Graduate Student, Comparative Human Development
PhD Candidate, Lecturer, Undergraduate Preceptor
Thesis Title: Vital Politics: Medicine and Citizenship in Venezuela
About
I am a cultural and medical anthropologist, broadly focused on the social and political aspects of health care in urban Latin America and the Caribbean. I currently serve as a lecturer and B.A. preceptor at the University of Chicago, where I am completing my dissertation in the Department of Comparative Human Development. In Fall 2012, I will begin working as assistant professor of anthropology at Muhlenberg College. My research and teaching interests include: cultural and medical anthropology, including the anthropological study of public health, biomedicine and popular medicine, the body and life-course, mental health and mental illness, homelessness, and aging; the anthropological study of citizenship and political activism; and Latin American and Caribbean studies. I have conducted ethnographic research on these topics in the urban U.S., Cuba, and Venezuela.
My dissertation, Vital Politics: Medicine and Citizenship in Venezuela, examines recent transformations in the Venezuelan public health system, showing ethnographically how the body and medicine have become the grounds for reworking ideas of national citizenship and community belonging. Funded by a Fulbright-Hays DDRA grant, I conducted fifteen months of ethnographic fieldwork in clinical and community health settings in the capital city of Caracas.
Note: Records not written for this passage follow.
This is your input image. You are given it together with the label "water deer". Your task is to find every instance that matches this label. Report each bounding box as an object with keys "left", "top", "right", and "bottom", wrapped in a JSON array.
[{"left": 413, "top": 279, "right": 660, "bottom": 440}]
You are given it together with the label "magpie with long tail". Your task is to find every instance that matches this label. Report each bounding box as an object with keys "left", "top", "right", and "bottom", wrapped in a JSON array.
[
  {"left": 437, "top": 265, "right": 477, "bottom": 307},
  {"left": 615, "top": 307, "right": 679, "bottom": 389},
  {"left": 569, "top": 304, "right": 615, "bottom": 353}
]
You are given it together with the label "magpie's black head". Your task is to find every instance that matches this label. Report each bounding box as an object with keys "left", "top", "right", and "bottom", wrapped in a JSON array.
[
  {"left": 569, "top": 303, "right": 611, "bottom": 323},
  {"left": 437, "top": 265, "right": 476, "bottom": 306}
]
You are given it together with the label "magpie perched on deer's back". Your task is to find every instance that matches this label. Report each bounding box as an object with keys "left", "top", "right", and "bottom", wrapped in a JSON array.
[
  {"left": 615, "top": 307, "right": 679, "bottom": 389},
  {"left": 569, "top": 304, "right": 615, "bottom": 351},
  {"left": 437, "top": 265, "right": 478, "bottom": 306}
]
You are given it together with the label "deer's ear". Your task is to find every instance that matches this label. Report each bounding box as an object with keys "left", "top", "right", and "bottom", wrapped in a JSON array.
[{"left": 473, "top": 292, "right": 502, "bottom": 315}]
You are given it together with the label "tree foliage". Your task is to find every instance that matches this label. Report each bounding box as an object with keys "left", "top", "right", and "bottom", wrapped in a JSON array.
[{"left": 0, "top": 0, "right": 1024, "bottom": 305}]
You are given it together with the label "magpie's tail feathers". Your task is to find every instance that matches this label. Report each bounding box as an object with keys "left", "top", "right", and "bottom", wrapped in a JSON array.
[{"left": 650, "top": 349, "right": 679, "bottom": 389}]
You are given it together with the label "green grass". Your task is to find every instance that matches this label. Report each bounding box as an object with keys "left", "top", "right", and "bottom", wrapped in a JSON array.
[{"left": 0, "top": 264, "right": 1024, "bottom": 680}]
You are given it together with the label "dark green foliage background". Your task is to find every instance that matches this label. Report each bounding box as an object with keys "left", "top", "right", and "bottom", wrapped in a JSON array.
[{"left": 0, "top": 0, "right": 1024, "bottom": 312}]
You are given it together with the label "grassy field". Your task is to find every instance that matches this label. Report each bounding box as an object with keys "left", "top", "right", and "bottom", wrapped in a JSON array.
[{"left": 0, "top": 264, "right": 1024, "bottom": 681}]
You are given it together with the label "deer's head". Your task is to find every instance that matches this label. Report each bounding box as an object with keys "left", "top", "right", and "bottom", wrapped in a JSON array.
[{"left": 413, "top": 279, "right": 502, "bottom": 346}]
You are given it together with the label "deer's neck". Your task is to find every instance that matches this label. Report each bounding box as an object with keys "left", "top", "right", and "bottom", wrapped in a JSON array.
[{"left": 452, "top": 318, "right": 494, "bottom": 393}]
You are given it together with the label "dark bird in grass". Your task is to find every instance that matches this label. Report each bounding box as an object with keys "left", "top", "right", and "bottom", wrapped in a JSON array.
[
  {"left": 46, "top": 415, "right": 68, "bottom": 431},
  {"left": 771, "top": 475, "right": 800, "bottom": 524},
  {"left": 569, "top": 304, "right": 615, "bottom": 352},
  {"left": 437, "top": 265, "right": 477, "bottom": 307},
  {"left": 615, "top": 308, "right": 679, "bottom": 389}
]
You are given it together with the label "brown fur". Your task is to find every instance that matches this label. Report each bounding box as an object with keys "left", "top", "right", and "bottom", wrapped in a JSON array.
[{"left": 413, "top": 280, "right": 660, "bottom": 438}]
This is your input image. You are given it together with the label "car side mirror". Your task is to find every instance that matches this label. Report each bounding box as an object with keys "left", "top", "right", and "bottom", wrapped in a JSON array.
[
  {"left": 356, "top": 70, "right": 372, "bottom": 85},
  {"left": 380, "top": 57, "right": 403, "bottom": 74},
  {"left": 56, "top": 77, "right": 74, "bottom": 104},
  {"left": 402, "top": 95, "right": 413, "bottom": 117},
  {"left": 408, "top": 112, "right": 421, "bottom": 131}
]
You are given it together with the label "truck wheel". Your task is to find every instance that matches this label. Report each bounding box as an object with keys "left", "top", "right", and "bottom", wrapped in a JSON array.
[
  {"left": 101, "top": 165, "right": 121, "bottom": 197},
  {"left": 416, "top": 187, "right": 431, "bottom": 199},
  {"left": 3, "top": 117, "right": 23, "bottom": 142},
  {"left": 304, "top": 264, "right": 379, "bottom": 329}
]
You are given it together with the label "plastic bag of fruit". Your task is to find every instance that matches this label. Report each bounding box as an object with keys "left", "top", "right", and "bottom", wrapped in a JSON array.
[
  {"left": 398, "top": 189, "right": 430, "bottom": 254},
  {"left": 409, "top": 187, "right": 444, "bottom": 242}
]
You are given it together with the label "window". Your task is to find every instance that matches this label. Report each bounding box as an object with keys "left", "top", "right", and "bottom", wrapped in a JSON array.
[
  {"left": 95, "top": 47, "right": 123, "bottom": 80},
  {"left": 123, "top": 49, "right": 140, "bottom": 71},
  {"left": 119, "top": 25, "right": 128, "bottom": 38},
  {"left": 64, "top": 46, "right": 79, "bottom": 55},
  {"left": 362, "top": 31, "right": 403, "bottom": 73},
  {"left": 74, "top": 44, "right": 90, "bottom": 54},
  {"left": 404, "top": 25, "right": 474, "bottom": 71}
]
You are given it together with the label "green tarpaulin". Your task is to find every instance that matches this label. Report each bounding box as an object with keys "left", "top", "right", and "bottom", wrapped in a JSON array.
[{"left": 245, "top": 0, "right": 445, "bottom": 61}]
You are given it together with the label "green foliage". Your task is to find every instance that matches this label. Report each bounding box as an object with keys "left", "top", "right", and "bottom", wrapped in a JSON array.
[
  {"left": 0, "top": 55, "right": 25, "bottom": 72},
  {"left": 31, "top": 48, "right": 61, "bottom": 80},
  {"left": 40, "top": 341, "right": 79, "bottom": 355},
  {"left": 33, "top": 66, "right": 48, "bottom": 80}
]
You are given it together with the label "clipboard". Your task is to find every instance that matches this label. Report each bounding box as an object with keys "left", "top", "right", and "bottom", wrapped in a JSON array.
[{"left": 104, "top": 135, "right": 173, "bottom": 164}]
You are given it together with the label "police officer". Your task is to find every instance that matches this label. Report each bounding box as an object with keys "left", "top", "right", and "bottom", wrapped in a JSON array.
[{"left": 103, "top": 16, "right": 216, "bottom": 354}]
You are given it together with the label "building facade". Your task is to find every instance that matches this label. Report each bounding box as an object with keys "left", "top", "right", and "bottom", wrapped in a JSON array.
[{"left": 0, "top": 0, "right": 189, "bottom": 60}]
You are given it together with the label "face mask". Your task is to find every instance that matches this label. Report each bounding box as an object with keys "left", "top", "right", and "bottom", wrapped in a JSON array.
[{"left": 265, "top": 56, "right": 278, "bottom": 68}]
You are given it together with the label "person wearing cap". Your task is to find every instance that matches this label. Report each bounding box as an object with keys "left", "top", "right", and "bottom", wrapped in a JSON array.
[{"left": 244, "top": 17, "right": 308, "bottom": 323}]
More than simply healing bodies, I found that new state-led programs were expanding the meanings of health and encouraging residents of marginalized communities to rethink their relationship with the state. This research has led me to reconceptualize the anthropological notion of medical or “biological” citizenship, used to describe the ways in which people engage with medical institutions in order to access material benefits and political recognition. By focusing on local forms of patienthood and participation in a rapidly expanding public health system, I show how medically-mediated citizenship can be far more inclusive and politically productive than previously imagined.
I have taught at the University of Chicago since 2007, including social and cultural theory, medical anthropology, Latin American studies, and social science research methods. In the classroom I focus on critical engagements with texts, collaborative student-led discussions, and the mechanics and poetics of writing.